Rum çetelerinin ortadan kaldırılması için Aralık 1920’de karargahı Amasya’da kurulan Merkez Ordusu oluşturuldu; komutanlığa da Nurettin Paşa tayin edildi. Nurettin Paşa, aldığı sert tedbirlerle ayaklanmayı bastırmaya çalıştı. Samsun metropolit vekili Eftim, İstiklal Mahkemesi’ne sevk edildi. Merzifon Amerikan Koleji’nde Türkçe öğretmeni Zeki Bey’in Rumlar tarafından öldürülmesinin ardından, okula operasyon düzenlendi. Pontusçuluğu kışkırttıkları tespit edilen Amerikalı okul yöneticileri, yurt dışına çıkarıldı. 1922 başında, ayaklanmanın bastırılması için kesin harekata girişildi. 6 Şubat 1923’te bölge çetelerden tamamen temizlendi. Böylece emperyalist güçlerin “Pontusçuluk Oyunu” üç yıl süren mücadele sonunda, perde indirdi.
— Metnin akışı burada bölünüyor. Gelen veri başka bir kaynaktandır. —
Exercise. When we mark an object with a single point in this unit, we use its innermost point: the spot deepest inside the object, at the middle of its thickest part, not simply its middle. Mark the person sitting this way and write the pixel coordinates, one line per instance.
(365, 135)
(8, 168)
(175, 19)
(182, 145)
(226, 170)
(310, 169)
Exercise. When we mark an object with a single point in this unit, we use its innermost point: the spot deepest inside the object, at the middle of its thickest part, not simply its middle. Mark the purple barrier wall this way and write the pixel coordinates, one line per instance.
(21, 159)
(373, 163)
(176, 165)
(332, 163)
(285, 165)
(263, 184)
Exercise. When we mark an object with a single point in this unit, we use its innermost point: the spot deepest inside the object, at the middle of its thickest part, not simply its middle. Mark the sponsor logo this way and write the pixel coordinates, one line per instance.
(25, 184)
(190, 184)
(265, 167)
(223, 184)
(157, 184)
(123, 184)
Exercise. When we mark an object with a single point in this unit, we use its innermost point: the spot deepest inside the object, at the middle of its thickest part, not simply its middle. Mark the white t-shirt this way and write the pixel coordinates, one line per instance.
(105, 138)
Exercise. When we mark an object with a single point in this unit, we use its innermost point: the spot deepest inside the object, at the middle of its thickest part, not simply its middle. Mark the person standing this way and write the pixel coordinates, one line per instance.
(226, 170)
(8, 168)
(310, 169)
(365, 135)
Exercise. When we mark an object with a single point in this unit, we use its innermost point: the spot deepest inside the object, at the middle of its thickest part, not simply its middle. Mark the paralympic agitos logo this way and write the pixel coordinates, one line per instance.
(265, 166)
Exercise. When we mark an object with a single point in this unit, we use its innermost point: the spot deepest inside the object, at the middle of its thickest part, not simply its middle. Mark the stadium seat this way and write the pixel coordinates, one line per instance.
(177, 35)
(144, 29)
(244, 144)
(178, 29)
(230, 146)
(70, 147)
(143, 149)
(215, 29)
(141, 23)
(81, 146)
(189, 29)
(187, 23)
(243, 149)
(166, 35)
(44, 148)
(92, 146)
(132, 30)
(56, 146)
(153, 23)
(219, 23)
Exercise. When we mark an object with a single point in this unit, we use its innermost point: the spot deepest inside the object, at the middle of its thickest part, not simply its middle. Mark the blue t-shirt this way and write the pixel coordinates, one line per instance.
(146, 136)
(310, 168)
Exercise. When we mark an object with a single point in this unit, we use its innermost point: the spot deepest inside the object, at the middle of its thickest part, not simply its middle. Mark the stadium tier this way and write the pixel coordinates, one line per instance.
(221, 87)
Ancak son yıllarda Karadeniz bölgemizde harıl harıl çalışan misyonerleri ve Yunanistan’daki anıtlı, gösterili ‘sözde Pontus soykırımı’ provakasyonlarını gördükçe, insan, “Aynı oyun yine mi sahneleniyor?” diye sormadan edemiyor.
KAYNAKLAR
(1) Büyük Larousse, Milliyet, İst, 1986, C.18, s.9505
(2) Ölüm ve Sürgün, Justin McCarthy, İnkılap,, Ank. 1998, s338-362
RESİM ALTI NOTLAR: Zaman zaman Yunanistan’dan Türkiye’ye turist olarak gelip Karadeniz’de halka Pontus haritası dağıtıldı.
Seferberlik emrine karşı çıkan veya askerden kaçan Rumlar’ın kurduğu Pontus çeteleri Müslüman nüfusu azaltmak için rastladıkları Müslümanları öldürerek köylerini yaktılar.